What Cooperative Witnesses Should — And Shouldn’t Do
by the late Mark Sullivan, Board Certified Criminal Defense Attorney, Palm Springs, California. Originally published in 2003 and reprinted with permission from Crime, Justice and America magazine
More often than not, alleged victims in domestic violence (DV) cases do not want to cooperate with the prosecution. Sometimes, it’s because they don’t want the defendant to go to prison or jail. Other times, it is because they lied at the time of the incident, and they fear perjury or obstruction charges of their own. Usually, they call the DA’s office and ask to “drop the charges.” Quickly and bluntly, they are told that they are not a party to the case, and that the charges are not theirs to press or drop.
In that instance, the DA’s office is exactly right. They decide which cases are prosecuted and which are dismissed. However, although DV victims are not parties, they are witnesses, and usually critical witnesses to a successful prosecution.
DV witnesses who wish to cooperate with the defense need to know several things:
- They must show up in court ONLY if they are lawfully subpoenaed
- They must testify ONLY if the judge instructs them to do so
- They don’t have to worry about winning or losing the case
- If forced to testify, they must tell the absolute truth.
Contrary to what the DA’s office will tell them, they are NEVER required to go to the DA’s office, only the courtroom listed on the subpoena, and they are NEVER obliged to cooperate with the DA. But DV witnesses are just like any other witnesses, so if they are ordered to testify, they must tell the absolute truth.
Sometimes the truth is consistent with what is in the police report, oftentimes it is not.
Sometimes, a cooperative witness in a DV case asks me to help them lie to help the accused. Not only do I not encourage them to lie, I will not tolerate it. When a witness lies, even if they think that it is for a very good reason, they are committing perjury, a felony. More importantly, if a DV victim lies to the jury, it will probably backfire on them. That is because when a jury thinks that if a victim is lying, they blame the defendant for “controlling” the witness.
Lastly, witnesses do not win cases. They shouldn’t take sides, present theories, or try to persuade a jury. It is the lawyer’s job to present the truth in a light most favorable to the defendant, and to persuade the jury to do the right thing.
Good lawyers win DV cases despite the complainant testifying “against” the defendant, because the jury has a right to know everything, including the witnesses’ motivation. Many times victims will testify about unscrupulous prosecutors threatening to take their children away or prosecuting them as unfit parents. Oftentimes, witnesses will complain that the prosecutor threatened them to testify consistent with the police report or face perjury charges. When a jury hears this, they invariably do the right thing.

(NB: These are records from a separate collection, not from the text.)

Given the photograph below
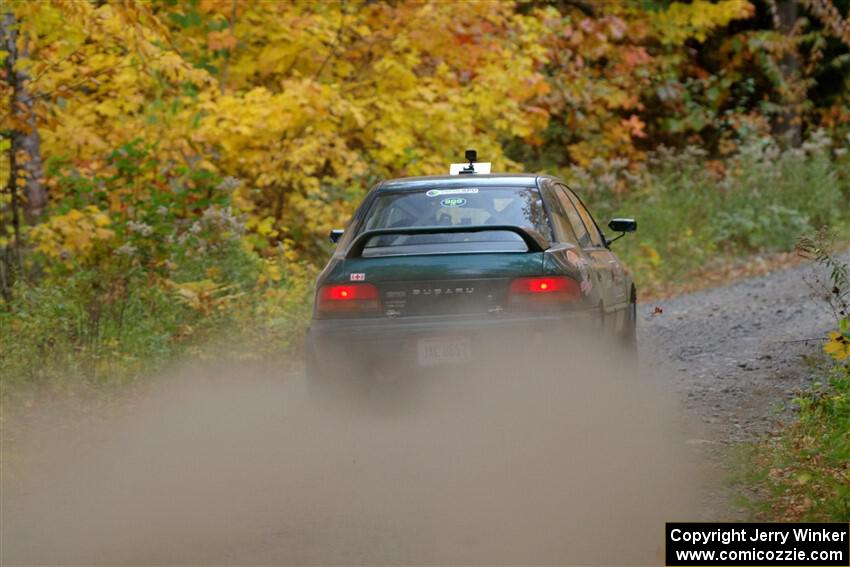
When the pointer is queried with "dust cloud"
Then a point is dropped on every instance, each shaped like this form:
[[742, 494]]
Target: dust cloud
[[567, 461]]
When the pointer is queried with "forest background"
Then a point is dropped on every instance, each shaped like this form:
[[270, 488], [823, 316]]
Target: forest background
[[171, 168]]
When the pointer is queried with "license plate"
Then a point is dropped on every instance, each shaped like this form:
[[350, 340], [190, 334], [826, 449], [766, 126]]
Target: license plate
[[453, 350]]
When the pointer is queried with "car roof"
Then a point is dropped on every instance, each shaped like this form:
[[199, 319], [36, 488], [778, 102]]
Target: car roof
[[449, 181]]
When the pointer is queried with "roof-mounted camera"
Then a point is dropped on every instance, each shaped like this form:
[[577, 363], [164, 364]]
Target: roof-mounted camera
[[470, 168]]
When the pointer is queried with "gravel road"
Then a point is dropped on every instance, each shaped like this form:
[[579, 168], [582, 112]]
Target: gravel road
[[736, 353]]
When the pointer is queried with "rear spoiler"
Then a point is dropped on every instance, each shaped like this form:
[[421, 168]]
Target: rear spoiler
[[534, 242]]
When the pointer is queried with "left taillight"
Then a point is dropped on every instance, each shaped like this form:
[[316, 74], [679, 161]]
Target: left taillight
[[348, 299]]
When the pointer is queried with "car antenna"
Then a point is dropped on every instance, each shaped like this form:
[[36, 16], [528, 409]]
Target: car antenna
[[472, 157]]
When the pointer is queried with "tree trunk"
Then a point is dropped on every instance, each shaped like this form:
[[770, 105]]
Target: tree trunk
[[26, 143]]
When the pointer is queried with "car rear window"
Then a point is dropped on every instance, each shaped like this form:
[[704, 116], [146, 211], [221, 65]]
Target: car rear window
[[522, 207]]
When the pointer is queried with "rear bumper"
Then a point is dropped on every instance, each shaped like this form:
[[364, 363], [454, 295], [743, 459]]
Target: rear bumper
[[396, 340]]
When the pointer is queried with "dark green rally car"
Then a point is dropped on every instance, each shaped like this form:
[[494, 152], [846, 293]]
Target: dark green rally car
[[432, 270]]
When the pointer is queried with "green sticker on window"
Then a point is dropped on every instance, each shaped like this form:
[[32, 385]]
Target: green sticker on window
[[453, 202]]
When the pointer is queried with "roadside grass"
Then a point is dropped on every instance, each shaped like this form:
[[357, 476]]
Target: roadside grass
[[802, 473], [698, 217]]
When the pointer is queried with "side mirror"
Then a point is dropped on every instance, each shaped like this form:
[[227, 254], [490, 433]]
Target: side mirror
[[622, 226]]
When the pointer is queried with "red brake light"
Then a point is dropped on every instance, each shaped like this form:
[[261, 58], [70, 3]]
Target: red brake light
[[348, 298], [548, 289]]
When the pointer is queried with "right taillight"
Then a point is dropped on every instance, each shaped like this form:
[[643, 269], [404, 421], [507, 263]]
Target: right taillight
[[544, 290], [348, 299]]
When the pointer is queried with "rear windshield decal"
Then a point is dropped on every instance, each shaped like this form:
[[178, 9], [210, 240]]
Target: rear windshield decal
[[453, 202], [438, 192]]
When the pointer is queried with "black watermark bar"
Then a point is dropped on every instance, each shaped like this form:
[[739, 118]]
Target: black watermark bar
[[692, 544]]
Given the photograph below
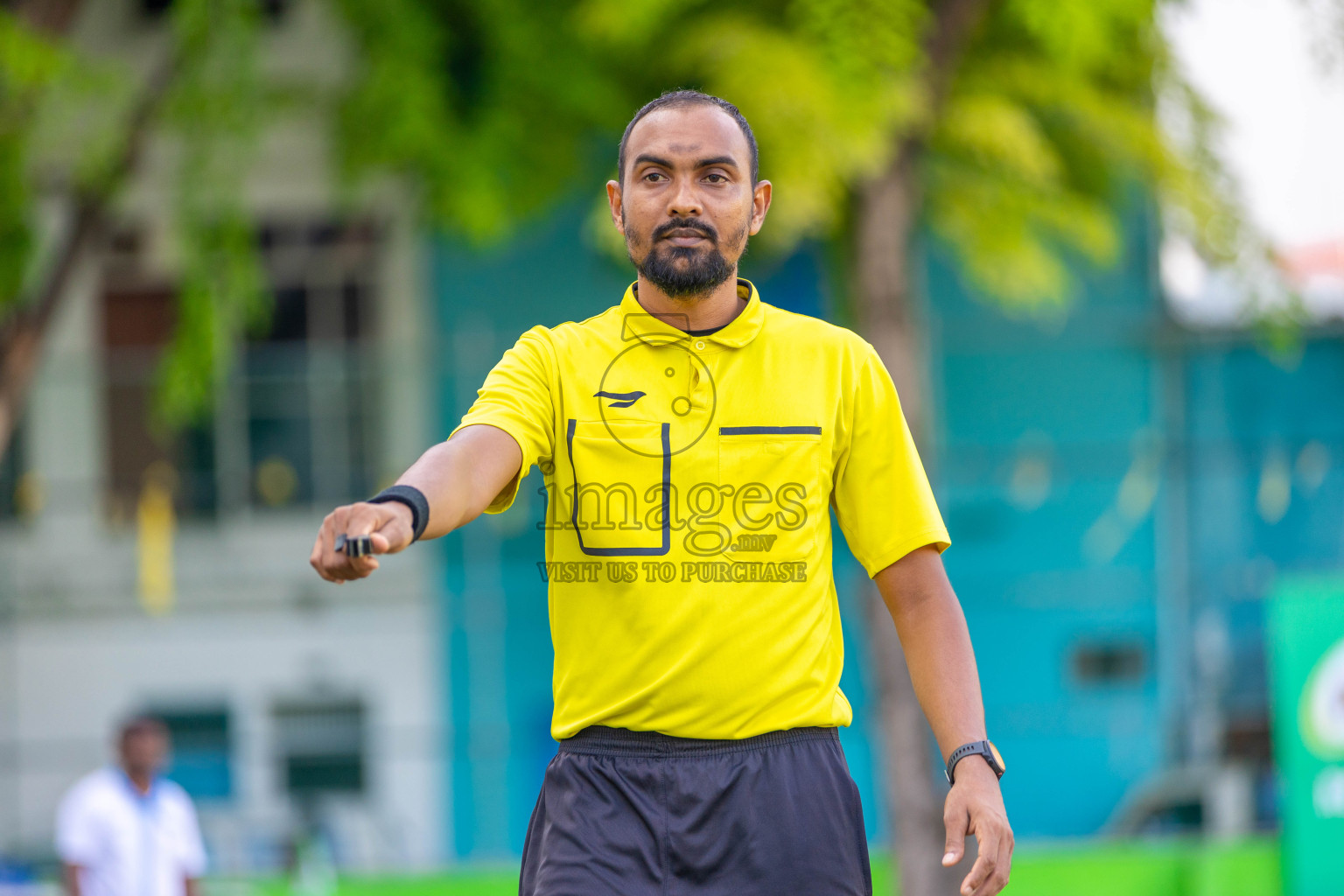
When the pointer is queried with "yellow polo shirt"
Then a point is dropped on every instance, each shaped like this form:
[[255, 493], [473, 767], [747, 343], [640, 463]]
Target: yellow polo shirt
[[689, 488]]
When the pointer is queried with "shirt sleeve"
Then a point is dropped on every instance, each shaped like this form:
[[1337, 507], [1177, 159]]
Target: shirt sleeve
[[516, 398], [77, 830], [882, 496]]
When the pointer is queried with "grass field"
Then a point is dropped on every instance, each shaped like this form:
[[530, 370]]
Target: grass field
[[1158, 868]]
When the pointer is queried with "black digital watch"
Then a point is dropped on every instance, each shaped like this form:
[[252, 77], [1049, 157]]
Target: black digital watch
[[976, 747]]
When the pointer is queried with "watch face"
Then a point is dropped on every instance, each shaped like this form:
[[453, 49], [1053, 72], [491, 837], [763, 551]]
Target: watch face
[[998, 757]]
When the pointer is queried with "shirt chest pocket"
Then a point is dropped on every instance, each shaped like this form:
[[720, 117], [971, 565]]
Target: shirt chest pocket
[[617, 502], [774, 485]]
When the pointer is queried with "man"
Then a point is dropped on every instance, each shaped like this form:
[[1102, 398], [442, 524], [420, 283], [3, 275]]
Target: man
[[694, 439], [125, 830]]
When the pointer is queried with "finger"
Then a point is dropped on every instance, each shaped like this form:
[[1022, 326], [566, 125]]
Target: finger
[[956, 820], [320, 557], [984, 865], [1003, 866], [998, 878]]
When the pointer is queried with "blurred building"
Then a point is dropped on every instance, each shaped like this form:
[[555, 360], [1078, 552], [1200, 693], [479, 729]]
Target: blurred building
[[293, 704]]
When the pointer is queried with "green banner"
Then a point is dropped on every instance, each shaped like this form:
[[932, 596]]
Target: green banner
[[1306, 667]]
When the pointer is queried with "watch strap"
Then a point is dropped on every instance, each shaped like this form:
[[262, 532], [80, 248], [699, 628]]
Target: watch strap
[[411, 497], [973, 748]]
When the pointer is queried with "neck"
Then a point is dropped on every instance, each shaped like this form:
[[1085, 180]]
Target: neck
[[704, 311]]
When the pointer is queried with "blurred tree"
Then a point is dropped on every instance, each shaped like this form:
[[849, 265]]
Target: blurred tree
[[72, 135], [1008, 130]]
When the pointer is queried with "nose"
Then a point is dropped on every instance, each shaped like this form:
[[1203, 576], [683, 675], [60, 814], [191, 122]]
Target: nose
[[684, 203]]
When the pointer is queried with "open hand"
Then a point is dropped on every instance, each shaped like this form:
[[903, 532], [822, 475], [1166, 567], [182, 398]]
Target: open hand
[[976, 806]]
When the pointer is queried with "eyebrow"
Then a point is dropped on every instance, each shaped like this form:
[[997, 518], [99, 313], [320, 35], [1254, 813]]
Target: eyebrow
[[704, 163]]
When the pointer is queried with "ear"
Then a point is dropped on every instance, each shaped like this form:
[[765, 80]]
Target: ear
[[760, 205], [613, 198]]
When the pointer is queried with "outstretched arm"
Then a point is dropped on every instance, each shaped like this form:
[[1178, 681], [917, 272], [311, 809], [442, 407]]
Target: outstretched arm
[[942, 670], [460, 477]]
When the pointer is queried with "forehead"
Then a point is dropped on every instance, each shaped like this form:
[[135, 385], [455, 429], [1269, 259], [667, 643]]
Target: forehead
[[687, 133]]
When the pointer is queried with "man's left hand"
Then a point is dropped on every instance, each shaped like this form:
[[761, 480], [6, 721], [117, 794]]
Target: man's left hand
[[976, 806]]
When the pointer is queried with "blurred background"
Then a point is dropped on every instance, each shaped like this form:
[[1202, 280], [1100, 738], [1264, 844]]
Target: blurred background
[[256, 256]]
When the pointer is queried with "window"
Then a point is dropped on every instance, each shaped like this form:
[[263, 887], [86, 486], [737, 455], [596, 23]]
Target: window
[[1105, 664], [200, 751], [310, 383], [15, 486], [298, 411], [321, 747], [137, 318]]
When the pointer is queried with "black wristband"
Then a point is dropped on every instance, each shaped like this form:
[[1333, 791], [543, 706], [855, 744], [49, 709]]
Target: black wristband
[[411, 497]]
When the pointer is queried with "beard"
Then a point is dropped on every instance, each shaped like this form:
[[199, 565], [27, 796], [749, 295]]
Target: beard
[[684, 270]]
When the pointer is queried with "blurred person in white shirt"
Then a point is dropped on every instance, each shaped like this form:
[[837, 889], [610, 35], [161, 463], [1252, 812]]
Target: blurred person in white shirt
[[125, 830]]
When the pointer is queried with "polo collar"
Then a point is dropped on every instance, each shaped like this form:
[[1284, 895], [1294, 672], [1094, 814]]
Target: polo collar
[[640, 324]]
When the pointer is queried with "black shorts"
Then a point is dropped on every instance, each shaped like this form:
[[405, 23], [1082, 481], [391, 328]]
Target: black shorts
[[634, 813]]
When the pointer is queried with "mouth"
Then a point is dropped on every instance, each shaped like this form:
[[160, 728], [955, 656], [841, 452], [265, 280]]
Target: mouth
[[686, 236]]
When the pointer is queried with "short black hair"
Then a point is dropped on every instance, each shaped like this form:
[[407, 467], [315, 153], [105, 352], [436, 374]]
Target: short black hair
[[680, 100]]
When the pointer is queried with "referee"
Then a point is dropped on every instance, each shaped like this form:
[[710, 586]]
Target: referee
[[694, 441]]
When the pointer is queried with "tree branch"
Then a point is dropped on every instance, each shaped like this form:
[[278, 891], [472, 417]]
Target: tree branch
[[23, 335]]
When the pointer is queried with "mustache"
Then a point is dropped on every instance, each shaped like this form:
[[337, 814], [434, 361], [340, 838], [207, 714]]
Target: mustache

My instructions to DV victims is to consult with the defense attorney to prepare their direct testimony, and their cross examination, and then to answer all questions truthfully, including their motivations and attitude toward the giving of testimony. While juries usually do not ignore the judge’s instructions and blindly vote not guilty, knowledge of the motivations and attitude of the victim will cause them to do the right thing, because their decision will be based upon truthful, not perjured testimony.